The SlowMist OpenClaw Security Practice Guide is a free, open-source hardening framework published on GitHub by the SlowMist security team, a well-known blockchain security firm. It provides a structured approach to securing OpenClaw installations using a three-layer defense model covering pre-action, in-action, and post-action security measures. The guide assumes basic familiarity with Linux system administration concepts like file permissions, cron jobs, and command-line operations. One of its most practical features is that it is designed to be agent-facing, meaning you can send the guide directly to your OpenClaw agent and have it help deploy the recommended defenses. That said, you should understand what the agent is doing on your behalf rather than blindly trusting it to secure itself.
Are ClawHub skills safe to install now that VirusTotal scanning has been added?
Safer than before, but not safe by default. OpenClaw now scans all published skills using VirusTotal's threat intelligence, including its Code Insight capability for analyzing intent. Skills flagged as malicious are blocked, and suspicious ones receive a warning label. All active skills are re-scanned daily. However, this is a reactive measure that cannot catch every threat, particularly novel or well-obfuscated attacks. The fundamental architecture of ClawHub still allows anyone with a week-old GitHub account to publish skills. You should treat every skill as untrusted code, review SKILL.md files manually before installing, and avoid running any skill that asks you to download or execute external binaries as a prerequisite.
Should I run OpenClaw on my main computer?

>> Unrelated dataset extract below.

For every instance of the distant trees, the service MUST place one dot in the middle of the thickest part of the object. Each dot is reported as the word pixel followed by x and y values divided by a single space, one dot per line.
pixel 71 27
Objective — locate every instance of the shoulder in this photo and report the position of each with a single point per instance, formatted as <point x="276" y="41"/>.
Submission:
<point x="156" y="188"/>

No. Multiple security organizations, including Microsoft, have explicitly recommended against running OpenClaw on a standard personal or enterprise workstation. The recommended approach is to run it in a dedicated virtual machine or on a separate physical device with its own user account and non-privileged credentials. This limits the blast radius if the agent is compromised. If an attacker gains control of your OpenClaw instance and it is running on your primary machine, they potentially have access to everything you do, including SSH keys, browser sessions, saved passwords, documents, and any connected services. Isolating OpenClaw onto its own device or VM is one of the simplest and most effective hardening steps you can take.

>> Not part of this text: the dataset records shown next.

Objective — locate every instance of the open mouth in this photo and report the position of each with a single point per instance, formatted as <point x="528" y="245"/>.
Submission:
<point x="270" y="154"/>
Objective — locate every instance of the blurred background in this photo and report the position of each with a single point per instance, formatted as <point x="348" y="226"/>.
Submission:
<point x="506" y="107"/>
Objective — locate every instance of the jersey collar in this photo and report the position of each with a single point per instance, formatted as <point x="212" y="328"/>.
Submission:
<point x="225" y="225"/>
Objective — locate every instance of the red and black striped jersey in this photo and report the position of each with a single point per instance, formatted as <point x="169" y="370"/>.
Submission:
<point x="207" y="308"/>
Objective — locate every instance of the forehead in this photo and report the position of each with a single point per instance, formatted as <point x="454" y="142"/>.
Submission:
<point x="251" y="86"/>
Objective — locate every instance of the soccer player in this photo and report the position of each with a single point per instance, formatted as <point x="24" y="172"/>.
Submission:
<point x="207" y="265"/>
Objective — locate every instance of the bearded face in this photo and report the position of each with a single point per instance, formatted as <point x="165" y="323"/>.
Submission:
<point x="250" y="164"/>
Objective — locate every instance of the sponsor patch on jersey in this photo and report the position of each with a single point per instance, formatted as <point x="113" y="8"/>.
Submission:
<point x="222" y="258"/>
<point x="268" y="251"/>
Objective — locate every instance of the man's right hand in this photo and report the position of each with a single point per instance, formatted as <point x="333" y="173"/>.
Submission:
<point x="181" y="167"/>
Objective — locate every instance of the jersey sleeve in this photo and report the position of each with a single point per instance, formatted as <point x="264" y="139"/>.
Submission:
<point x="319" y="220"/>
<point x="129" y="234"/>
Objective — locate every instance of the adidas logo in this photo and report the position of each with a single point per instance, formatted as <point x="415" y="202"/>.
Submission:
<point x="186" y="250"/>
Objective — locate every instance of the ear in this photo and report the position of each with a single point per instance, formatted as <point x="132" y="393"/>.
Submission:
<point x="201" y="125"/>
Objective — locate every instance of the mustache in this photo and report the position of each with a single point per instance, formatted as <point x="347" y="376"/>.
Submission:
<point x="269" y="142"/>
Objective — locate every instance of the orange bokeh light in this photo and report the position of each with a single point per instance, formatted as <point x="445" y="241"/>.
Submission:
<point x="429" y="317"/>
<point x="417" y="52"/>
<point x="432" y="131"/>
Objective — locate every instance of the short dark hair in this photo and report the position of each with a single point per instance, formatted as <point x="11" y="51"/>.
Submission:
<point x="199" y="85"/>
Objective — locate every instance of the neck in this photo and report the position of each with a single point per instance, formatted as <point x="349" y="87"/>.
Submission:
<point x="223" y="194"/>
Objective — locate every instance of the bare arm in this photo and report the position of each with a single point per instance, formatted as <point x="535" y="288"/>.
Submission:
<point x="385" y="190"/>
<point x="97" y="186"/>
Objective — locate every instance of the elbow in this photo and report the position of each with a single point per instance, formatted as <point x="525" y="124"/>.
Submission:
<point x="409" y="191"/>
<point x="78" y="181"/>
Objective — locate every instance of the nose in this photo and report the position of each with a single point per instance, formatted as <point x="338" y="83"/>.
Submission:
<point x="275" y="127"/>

How do I know if my OpenClaw instance is exposed to the internet?
Run openclaw security audit --deep from your terminal. This built-in tool checks for common misconfigurations, including whether your gateway is accessible from external networks. You can also manually check which interfaces the gateway is listening on by running ss -tlnp | grep 18789 on Linux. If you see 0.0.0.0:18789, your instance is listening on all network interfaces and is potentially accessible from the internet if your router or firewall is not blocking the port. The gateway should ideally be bound to 127.0.0.1 (localhost only) unless you have a specific reason and proper authentication in place for remote access.
What is a prompt injection attack and why is OpenClaw particularly vulnerable to it?

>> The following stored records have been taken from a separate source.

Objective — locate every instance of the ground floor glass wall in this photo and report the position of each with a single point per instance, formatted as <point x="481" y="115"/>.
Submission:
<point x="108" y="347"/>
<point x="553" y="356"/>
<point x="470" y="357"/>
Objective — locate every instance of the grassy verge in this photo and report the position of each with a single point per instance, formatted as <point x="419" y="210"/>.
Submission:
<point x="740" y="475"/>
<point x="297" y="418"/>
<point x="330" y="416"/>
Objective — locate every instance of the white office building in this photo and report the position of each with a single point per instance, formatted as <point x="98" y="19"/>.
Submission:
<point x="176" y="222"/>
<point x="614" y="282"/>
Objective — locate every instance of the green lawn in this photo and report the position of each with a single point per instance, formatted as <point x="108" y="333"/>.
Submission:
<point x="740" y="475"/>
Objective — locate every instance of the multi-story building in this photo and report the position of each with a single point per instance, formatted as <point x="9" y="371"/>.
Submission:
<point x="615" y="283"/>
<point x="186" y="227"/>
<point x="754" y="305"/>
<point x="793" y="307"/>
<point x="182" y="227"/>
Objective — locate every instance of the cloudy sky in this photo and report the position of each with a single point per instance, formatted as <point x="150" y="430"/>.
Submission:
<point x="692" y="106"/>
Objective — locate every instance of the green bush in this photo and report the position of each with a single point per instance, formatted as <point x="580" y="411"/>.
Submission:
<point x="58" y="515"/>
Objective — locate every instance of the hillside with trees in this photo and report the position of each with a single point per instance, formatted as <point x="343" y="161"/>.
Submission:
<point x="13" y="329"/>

A prompt injection attack occurs when malicious instructions are hidden inside content that the AI agent processes, such as an email, a web page, or a document. The agent cannot always distinguish between legitimate user instructions and hostile instructions embedded in data it is reading. Because OpenClaw actively processes content from emails, Slack messages, web pages, and other external sources as part of its normal operation, it has a large surface area for indirect prompt injection. Combined with its ability to execute commands, access files, and send messages, a successful prompt injection can give an attacker the ability to take actions through the agent as if they were the authorized user.